There remains to-day nothing to remind us of the Villa of Flowers but the gardens and a fountain for horses near the canal, where a terrace planted with beautiful trees overlooks it. Here Louis XIV often came in a gondola on summer evenings, when the Marble Trianon had replaced the Trianon of Porcelain. The latter's demolition was inspired, no doubt, by the urging of the new favorite, Madame de Maintenon, who found distasteful this reminder of another's supremacy in the King's affections.

Moreover, this site continued to please the King for he recognized its convenience to the palace, and its accessibility by barge or carriage. He determined to build in the midst of these enchanting woods and blooms a dwelling less formal than the one at Versailles, smaller even than the one at Marly, but more habitable than the porcelain maisonette - a retreat, in short, where, without wearisome ceremony, he could retire with certain favored ones of his Court and while the summer hours away.

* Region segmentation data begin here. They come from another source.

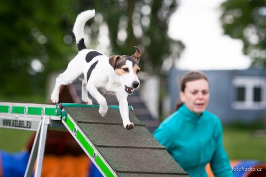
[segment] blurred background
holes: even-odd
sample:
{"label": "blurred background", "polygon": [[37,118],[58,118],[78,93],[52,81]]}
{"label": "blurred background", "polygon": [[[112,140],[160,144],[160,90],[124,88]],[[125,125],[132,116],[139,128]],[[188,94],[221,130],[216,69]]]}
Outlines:
{"label": "blurred background", "polygon": [[[84,29],[88,48],[142,50],[141,86],[129,102],[151,132],[174,111],[182,76],[203,70],[207,110],[223,124],[230,160],[266,161],[265,0],[0,1],[0,101],[50,102],[55,77],[77,53],[76,16],[89,9],[96,14]],[[81,84],[62,89],[61,101],[80,102]],[[28,150],[33,133],[0,128],[0,149]]]}

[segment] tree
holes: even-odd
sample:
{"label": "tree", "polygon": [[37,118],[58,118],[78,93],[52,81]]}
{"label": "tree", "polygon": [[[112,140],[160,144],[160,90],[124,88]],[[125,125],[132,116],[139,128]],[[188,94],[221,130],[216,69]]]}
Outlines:
{"label": "tree", "polygon": [[77,54],[72,29],[77,15],[89,9],[97,14],[86,23],[91,38],[87,47],[95,48],[105,42],[99,38],[105,25],[107,54],[132,55],[138,46],[143,52],[142,69],[159,74],[164,59],[172,53],[171,45],[180,44],[167,35],[177,7],[173,0],[1,1],[0,98],[45,95],[49,73],[65,69]]}
{"label": "tree", "polygon": [[252,64],[266,66],[266,1],[227,0],[221,5],[224,33],[243,41]]}

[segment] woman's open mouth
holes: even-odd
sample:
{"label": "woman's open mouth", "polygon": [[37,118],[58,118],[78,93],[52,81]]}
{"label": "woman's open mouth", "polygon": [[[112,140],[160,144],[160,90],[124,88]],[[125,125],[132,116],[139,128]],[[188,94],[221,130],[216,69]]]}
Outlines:
{"label": "woman's open mouth", "polygon": [[129,94],[132,94],[134,92],[134,88],[125,85],[125,91]]}

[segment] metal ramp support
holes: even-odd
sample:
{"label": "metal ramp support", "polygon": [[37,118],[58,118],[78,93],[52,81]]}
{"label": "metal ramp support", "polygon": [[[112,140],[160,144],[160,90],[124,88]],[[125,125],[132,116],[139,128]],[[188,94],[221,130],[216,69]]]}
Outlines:
{"label": "metal ramp support", "polygon": [[[129,130],[123,127],[117,106],[108,106],[106,116],[102,117],[98,112],[99,105],[62,103],[33,106],[16,104],[0,102],[0,127],[23,129],[16,127],[13,123],[7,124],[6,120],[22,117],[39,120],[34,129],[37,131],[34,148],[32,150],[25,177],[30,176],[36,158],[34,176],[40,176],[47,128],[60,126],[62,123],[104,177],[188,177],[133,111],[129,112],[130,119],[135,128]],[[14,111],[16,107],[24,107],[24,111],[20,108],[17,113]],[[29,114],[29,110],[32,113],[30,108],[34,107],[39,108],[35,110],[40,114]],[[131,107],[129,109],[133,111]],[[25,126],[26,123],[20,124]]]}

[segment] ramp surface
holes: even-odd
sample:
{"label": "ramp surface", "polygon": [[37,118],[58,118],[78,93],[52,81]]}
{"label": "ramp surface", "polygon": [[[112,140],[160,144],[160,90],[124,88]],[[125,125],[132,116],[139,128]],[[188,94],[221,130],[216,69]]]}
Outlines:
{"label": "ramp surface", "polygon": [[132,111],[130,119],[135,127],[129,130],[117,107],[109,106],[102,117],[97,106],[66,105],[61,107],[63,124],[104,175],[188,177]]}

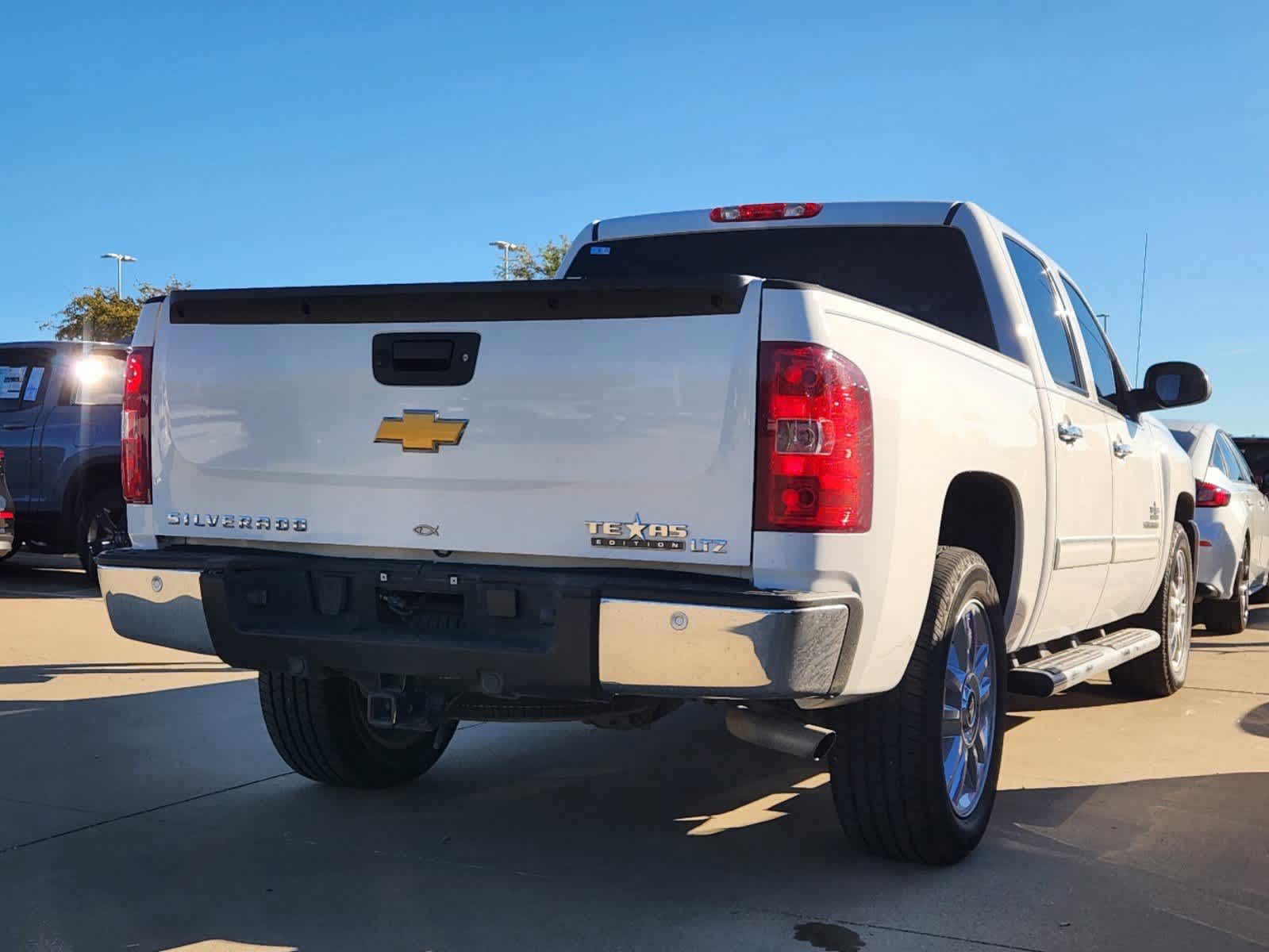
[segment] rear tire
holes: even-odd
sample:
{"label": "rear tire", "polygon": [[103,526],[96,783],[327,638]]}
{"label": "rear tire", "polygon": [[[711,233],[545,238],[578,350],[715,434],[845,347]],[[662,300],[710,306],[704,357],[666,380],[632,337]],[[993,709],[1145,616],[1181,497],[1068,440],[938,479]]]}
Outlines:
{"label": "rear tire", "polygon": [[1240,635],[1246,631],[1247,616],[1251,612],[1249,561],[1249,552],[1244,550],[1233,574],[1233,594],[1230,598],[1202,604],[1200,614],[1207,622],[1208,631],[1217,635]]}
{"label": "rear tire", "polygon": [[1142,614],[1126,627],[1157,631],[1162,638],[1154,651],[1110,669],[1110,683],[1138,697],[1167,697],[1185,684],[1189,671],[1190,630],[1194,626],[1194,565],[1189,537],[1173,523],[1173,541],[1164,562],[1159,592]]}
{"label": "rear tire", "polygon": [[904,679],[831,718],[832,800],[851,843],[947,866],[982,839],[1004,745],[1004,632],[982,557],[940,548]]}
{"label": "rear tire", "polygon": [[[260,711],[291,768],[335,787],[395,787],[425,773],[458,726],[381,730],[365,720],[365,697],[348,678],[311,680],[260,671]],[[439,734],[439,739],[438,739]]]}

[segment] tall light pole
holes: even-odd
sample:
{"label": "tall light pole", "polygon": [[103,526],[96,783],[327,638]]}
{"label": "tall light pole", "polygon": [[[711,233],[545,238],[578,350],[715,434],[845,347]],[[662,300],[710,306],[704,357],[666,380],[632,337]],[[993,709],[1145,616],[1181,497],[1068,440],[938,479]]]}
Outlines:
{"label": "tall light pole", "polygon": [[489,246],[503,250],[503,281],[510,281],[511,278],[511,251],[529,250],[524,245],[513,245],[510,241],[490,241]]}
{"label": "tall light pole", "polygon": [[118,267],[118,274],[115,277],[114,293],[118,297],[123,297],[123,263],[137,260],[132,255],[121,255],[118,251],[107,251],[102,258],[113,258],[115,265]]}

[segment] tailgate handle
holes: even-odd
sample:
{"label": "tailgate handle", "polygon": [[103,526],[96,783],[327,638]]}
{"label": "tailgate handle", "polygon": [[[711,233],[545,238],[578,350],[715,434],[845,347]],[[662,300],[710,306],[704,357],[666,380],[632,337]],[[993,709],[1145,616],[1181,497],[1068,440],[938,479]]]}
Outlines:
{"label": "tailgate handle", "polygon": [[461,387],[478,350],[480,334],[376,334],[371,368],[390,387]]}

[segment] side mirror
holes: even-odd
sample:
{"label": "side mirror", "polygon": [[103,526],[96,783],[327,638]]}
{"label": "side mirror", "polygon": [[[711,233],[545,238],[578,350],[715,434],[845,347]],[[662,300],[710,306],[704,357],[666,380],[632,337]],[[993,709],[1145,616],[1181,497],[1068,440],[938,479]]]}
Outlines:
{"label": "side mirror", "polygon": [[1190,406],[1212,396],[1212,381],[1202,367],[1185,360],[1165,360],[1146,371],[1138,393],[1143,410]]}

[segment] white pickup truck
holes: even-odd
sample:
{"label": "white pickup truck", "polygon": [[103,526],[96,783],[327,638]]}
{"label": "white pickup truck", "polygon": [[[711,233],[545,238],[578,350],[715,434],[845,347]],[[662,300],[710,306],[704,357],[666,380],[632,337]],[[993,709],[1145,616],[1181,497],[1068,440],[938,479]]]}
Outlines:
{"label": "white pickup truck", "polygon": [[1129,388],[981,208],[596,221],[561,273],[147,303],[114,628],[259,670],[335,784],[418,777],[461,720],[721,702],[928,863],[983,834],[1006,684],[1184,683],[1194,477],[1142,413],[1208,380]]}

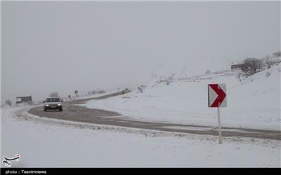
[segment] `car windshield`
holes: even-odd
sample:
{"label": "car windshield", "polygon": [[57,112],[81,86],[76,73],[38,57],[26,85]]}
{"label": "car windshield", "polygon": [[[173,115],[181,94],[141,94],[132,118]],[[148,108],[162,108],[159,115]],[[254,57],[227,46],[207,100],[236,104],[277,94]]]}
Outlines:
{"label": "car windshield", "polygon": [[48,98],[46,99],[46,102],[60,102],[59,98]]}

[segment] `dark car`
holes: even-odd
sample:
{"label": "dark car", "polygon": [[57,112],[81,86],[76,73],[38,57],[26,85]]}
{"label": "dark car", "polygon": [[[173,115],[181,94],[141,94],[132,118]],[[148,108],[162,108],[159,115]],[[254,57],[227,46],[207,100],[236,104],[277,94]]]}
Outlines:
{"label": "dark car", "polygon": [[63,111],[63,100],[57,97],[47,98],[45,102],[44,111],[47,110],[60,110]]}

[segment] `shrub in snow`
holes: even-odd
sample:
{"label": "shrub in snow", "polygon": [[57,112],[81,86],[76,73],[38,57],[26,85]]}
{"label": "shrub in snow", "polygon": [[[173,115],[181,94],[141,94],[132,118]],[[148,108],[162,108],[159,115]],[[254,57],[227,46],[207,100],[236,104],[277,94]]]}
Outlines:
{"label": "shrub in snow", "polygon": [[205,71],[205,74],[206,75],[209,75],[209,74],[211,74],[211,71],[210,70],[207,70],[206,71]]}
{"label": "shrub in snow", "polygon": [[96,93],[97,93],[97,94],[104,94],[104,93],[105,93],[105,90],[98,90],[98,91],[96,92]]}
{"label": "shrub in snow", "polygon": [[241,70],[245,74],[246,77],[251,76],[261,70],[263,66],[263,61],[258,58],[247,58],[244,60],[244,64]]}
{"label": "shrub in snow", "polygon": [[5,101],[5,104],[11,106],[12,105],[12,101],[11,99],[7,99]]}
{"label": "shrub in snow", "polygon": [[273,56],[275,56],[275,57],[281,57],[281,51],[277,51],[277,52],[274,52],[274,53],[273,54]]}

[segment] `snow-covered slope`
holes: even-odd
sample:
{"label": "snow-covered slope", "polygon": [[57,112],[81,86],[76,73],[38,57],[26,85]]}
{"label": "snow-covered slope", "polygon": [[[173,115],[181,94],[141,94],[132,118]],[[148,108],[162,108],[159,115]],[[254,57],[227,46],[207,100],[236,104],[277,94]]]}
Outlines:
{"label": "snow-covered slope", "polygon": [[169,85],[152,83],[143,93],[134,90],[82,105],[137,120],[216,126],[216,108],[208,108],[207,85],[226,83],[228,106],[221,110],[223,126],[280,130],[280,69],[272,67],[242,82],[237,72],[227,71]]}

The accounts of the King's treasurer show that the building of the edifice and the gardens proceeded rapidly during the year 1687. By the end of November the royal master found his new residence "well advanced and very beautiful." Soon after the New Year he heard the opera "Roland" performed here, and was pleased to dine for the first time within the new walls. He gave orders on recurring visits for the embellishment of the summer palace. The Trianon of marble and porphyry, "the most graceful production of Mansard," was finally completed in the autumn of 1688. But the work of decoration went on under the hands of a horde of artists almost until the end of the monarch's reign.

Says an English author of a century ago: "In the midst of all the austerities imposed upon him by the ambition of Madame de Maintenon, the King went to Trianon to inhale the breath of the flowers which he had planted there, of the rarest and most odoriferous kind. On the infrequent occasions when the Court was permitted to accompany him thither to share in his evening collation, it was a beautiful spectacle to see so many charming women wandering in the midst of the flowers on the terrace rising from the banks of the canal. The air was so rich with the mingled perfume of violets, orange flowers, jessamines, tuberoses, hyacinths and narcissuses that the King and his visitors were sometimes obliged to fly from the overpowering sweets. The flowers in the parterres were arranged in a thousand different figures, which were constantly changed, so that one might have supposed it to be the work of some fairy, who, passing over the gardens, threw upon them each time a new robe aglow with color."

In the salons and copses where Louis the Great basked in the somewhat chary smiles of his latest (and last) favorite, his grandson, the fifteenth of his name, was to install the fascinating Madame de Pompadour. The very apartments once dedicated to the use of Madame de Maintenon, and later to Queen Marie Leczinska, became the living-rooms of the reigning mistress of the heart of Louis XV.

The Revolution spared the Grand Trianon. But under pretext of restoring it and rendering it, according to their tastes, more habitable, Napoleon First and Louis Philippe spared it less. The last king of France commanded in 1836 the architectural changes necessary to convert the Trianon into the royal residence, in place of the chateau of Versailles. He stayed here for the last time in the winter of 1848, before departing for Dreux. But, despite changes and mutilations, the facade and the interior of the rose-colored palace retain the stamp of the Great King who sponsored the Gallery of Mirrors, the Antechamber of the Bull's Eye, and the Chapel at Versailles.